I hated it. I just absolutely hated it.
“Why do you think they call me Killer, Rae?” I hissed. “Did you think it was because I’m a guardian, killing the enemies of my master? Because I’m a fucking guard dog who only bites those who trespass?” She looked like she wanted to run — but where could she go? If she wanted to keep me trapped here, I wasn’t about to make it easy for her. “I’ve killed every single summoner who’s ever called me. Every single one, and I was glad to do it. Y
ou humans think you can just use whatever you want for your own gain. As if I’m a tool to be maneuvered and locked away and worked until I break. Fuck that. Any summoner who calls up my name has been made an example to those who would dare consider it after. Look it up. Paris, 1848. London in ‘41. Istanbul the year before. Want a real pretty picture of my work? Cairo, 1771. They still tell legends of it. My best kill, honestly.”
She looked sickened, as if she’d finally realized exactly what she’d gotten herself into. It was difficult to do it from a binding circle, but I still managed to nudge a little something into her mind: an image of that kill I was so proud of, of the three summoners I’d ripped to shreds after they dared try to make me obey.

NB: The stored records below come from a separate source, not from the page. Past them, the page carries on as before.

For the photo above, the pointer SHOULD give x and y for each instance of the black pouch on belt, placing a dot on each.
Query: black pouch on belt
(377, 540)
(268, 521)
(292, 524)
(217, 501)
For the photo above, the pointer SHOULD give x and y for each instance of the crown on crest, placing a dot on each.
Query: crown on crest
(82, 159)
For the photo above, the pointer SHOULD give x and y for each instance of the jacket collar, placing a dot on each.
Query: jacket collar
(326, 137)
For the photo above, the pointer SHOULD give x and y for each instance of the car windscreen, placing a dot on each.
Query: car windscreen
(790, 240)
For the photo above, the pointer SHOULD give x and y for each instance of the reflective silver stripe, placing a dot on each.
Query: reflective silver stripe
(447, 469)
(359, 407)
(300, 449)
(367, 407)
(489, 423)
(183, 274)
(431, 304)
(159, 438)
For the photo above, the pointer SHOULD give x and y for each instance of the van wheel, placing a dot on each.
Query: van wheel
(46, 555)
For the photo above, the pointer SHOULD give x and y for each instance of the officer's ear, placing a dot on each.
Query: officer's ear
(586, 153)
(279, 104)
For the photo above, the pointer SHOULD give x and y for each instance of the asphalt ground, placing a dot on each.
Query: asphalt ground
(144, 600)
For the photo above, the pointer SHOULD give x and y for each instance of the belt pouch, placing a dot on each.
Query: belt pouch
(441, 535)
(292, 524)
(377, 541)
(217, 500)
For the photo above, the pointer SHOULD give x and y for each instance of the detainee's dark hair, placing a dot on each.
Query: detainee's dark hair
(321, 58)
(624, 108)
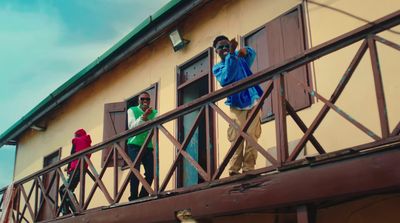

“Stop!” She clutched her head, casting off my influence easier than shooing away a fly. “I get it, you’re pissed! I just...I don’t know what to do...I…”
“Erase the circle, Rae,” I said. “Now.”
She frantically shook her head. “No. No way. I can’t let you go. Not yet. Just...just give me some time…”
“Raelynn. Now.”
More head-shaking. More clenched fists. Fucking brat. Then my eyes fell on Cheesecake, that chubby, far-too-curious cat.
Of course. A cat was far easier to influence than a human.
I nudged his mind, and he came meandering over. He’d gotten right to the edge of the circle when Raelynn realized some hint of what was happening, and began desperately clicking her tongue and hissing, “Oh, no, no, no...kitty, here kitty, kitty…”
Cheesecake flopped down and began to roll. He rolled his fluffy fur all over the chalk, and I felt the magic binding me shudder, then drip away like water through a leak. The cat kept rolling, enthusiastically rubbing his face along the chalk and catching it up onto his fur.
Raelynn’s hands covered her mouth in horror. Poor little thing, watching her plans fall to ruin — ha! I clasped my hands behind my back, smiled, and stepped over the cat and out of the trap she’d set for me.
“Oh, Rae. You just couldn’t resist finding out what happens when you piss off a demon, could you?”